We concluded the ‘Also Pakistan’ series late last year. The series that was divided into six parts and took more than two years to research and compile.
Hours were spent going through old newspapers and magazines tucked away safely in Dawn’s archives section. Politicians, sportsmen, artistes and friends were approached to share with us images that would capture the political and cultural zeitgeist of what Pakistan was like between 1947 and 1977.
A Pakistan that was a very different creature compared to what it started to mutate into from the 1980s onwards.

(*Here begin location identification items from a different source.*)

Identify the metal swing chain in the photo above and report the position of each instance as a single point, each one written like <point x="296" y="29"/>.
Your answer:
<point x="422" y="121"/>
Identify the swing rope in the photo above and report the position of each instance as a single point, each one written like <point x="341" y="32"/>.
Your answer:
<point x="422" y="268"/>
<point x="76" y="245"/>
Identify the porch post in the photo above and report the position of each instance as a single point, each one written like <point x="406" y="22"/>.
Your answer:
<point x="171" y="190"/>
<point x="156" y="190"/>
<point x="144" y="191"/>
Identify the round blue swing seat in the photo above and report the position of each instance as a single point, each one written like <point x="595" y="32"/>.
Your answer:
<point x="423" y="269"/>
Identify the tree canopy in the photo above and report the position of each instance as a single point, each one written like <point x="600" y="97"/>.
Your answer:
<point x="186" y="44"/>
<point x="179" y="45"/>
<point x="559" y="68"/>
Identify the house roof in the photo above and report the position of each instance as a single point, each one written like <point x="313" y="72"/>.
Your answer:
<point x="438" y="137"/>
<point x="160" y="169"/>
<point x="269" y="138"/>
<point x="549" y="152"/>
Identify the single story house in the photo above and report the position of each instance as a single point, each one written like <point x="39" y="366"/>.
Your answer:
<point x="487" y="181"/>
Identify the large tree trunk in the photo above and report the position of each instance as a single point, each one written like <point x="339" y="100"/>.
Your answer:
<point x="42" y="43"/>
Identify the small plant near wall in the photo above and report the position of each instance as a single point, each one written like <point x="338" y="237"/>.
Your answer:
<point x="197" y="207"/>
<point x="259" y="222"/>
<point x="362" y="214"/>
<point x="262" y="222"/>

The series has continued to generate a lot of interest among a number of Pakistanis, including those who actually lived through the decades that we covered in the series, as well as those young Pakistanis who weren't even born then.
To most of the young ones the images and related information came as a pleasant surprise. They had little or no knowledge about a Pakistan that wasn't making the headlines for all the wrong reasons. A country where life was ‘normal,’ culturally rich, politically exciting and even pleasantly naïve.
However, many young Pakistanis have continued to write in and implored us to continue the series.
Recently the emails that we received in this context were so many, that we once again went sniffing and looking across the internet, DAWN’s archives and personal collections of friends, families, sportsmen, artistes and politicians to construct yet another instalment of ‘Also Pakistan.’
But this one not only offers some new images that we unearthed of the Pakistani political, social and cultural milieu of the 1950s, ‘60s and ‘70s, but the 1980s as well.
Images of a strange, alien place that was also called Pakistan. Enjoy.
Rana Liaquat, wife of Pakistan’s first Prime Minister, Liaquat Ali Khan, with famous American animator, film-maker and entrepreneur, Walt Disney, in 1951.
Broadcaster, Mustafa Ali, announcing the creation of Pakistan on the radio at 12 am, August 14, 1947.
Fatima Jinnah, sister of the founder of Pakistan, Muhamad Ali Jinnah, playing with her dog at her residence in Karachi in 1959.
US Vice President, Richard Nixon, writing his comments on the visitors’ book at Radio Pakistan’s Karachi station in the 1950s. With him is famous Pakistani radio personality, Z A. Bokhari.
A hotel and pub in Karachi’s Malir area.
A traffic constable directing traffic near the famous Metropole Hotel in Karachi in 1960. Today the hotel serves as a wedding hall and parking lot.
A 1962 tourism poster for Karachi.
Pilots and cabin crew of a PIA flight meet Chinese revolutionary leader and Premier, Zhou Enla (early 1960s).
A 1963 ad for the Tudor cigarette brand. Tudor was launched by the Pakistan Tobacco Company specifically to target the market of women smokers in Pakistan.